I love the way he is still trying to play her at the end. Boyer manages something really great within that scene. I hate to say I love him in this movie, but I do. He rings a lot of changes before we finally see the real Sergius Bauer.
Boyer has been so coldly calculating throughout the whole movie, and then, he tries once again to rely on his cold tricks and empty charm. But there is something else - Boyer shows a pathetic animal quality when he is bound up... he would gnaw off his own leg to get away - so he could be with his lover, those maddening gems.
He is so blinded by those jewels - I mean, what man in their right mind would not want Ingrid over a few crummy jewels? We know he can't possibly get away with it twice, but....he....is so very persuasive, playing the pathetic victim, we aren't sure! And he's Charles Boyer! Can he possibly get her to cut him free?!!! There's a lot of doubt in our collective audience mind. How will he get out of this jam? Can he really be so evil as to expect his wife to forgive him? Does he really think she is so stupid and gullible? Is she?
Then she lets him have it and we think we see for the first time, the real man - Sergius Bauer - deluded, truly pathetic, as bound by his love to those jewels as she was bound by her weakness to him... and he is driven just as mad by those jewels as he wanted her to be. They are a fickle, cold hearted lover, those pale diamonds, dancing just beyond his grasp - with no thought of him at all. He was so close..... I think Boyer's brilliant, because we still don't see Sergius. He is so cold, like a diamond himself, one that cuts without a thought. He is shut down, hiding his true nature in the manners of a proper gentleman. Even as he pleads with Paula, he is acting.
And then, at the last moment of his capture, Boyer, incredibly, opens himself wide - his eyes open ecstatically as he talks to Joseph Cotten about how he has wanted those gems his whole life. He shows us the true gleam of love and madness in his eye, the reality of his whole existence in just one half a sentence -- then, just as quickly, he shuts the light in his eyes down, crushes it under a dull eyebrow, and we see the struggle to hide himself once more, to hide behind the cold stare of a methodical man.

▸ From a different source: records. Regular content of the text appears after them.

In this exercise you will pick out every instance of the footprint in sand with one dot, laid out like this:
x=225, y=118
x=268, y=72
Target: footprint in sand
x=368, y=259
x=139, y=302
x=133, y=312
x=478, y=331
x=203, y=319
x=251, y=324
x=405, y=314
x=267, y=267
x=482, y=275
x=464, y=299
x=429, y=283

I watched the earlier Anton Walbrook version the other night - it was brilliant in it's own way, but Boyer's version allows him complexities that are nowhere in the other film. I would much rather be tormented by Charles Boyer! Walbrook was just mean! Like a little Hitler. Although I think Diana Wynyard makes one realize how trapped a woman could be in a marriage back in that time period. However, in the long run, the 1940 one just makes me appreciate the 1944 version that much more.... I know there are those who hate the Cukor version, but I think it's great, and they spent time correcting any loopholes in the plot before they filmed the Boyer/Bergman version. They examined character rather than just making a standard mystery. This makes it a pretty perfect film in my book, with a really great performance by Boyer.
HA! I GOT THIS POST BACK! I am ecstatic. I knew I could never recreate it!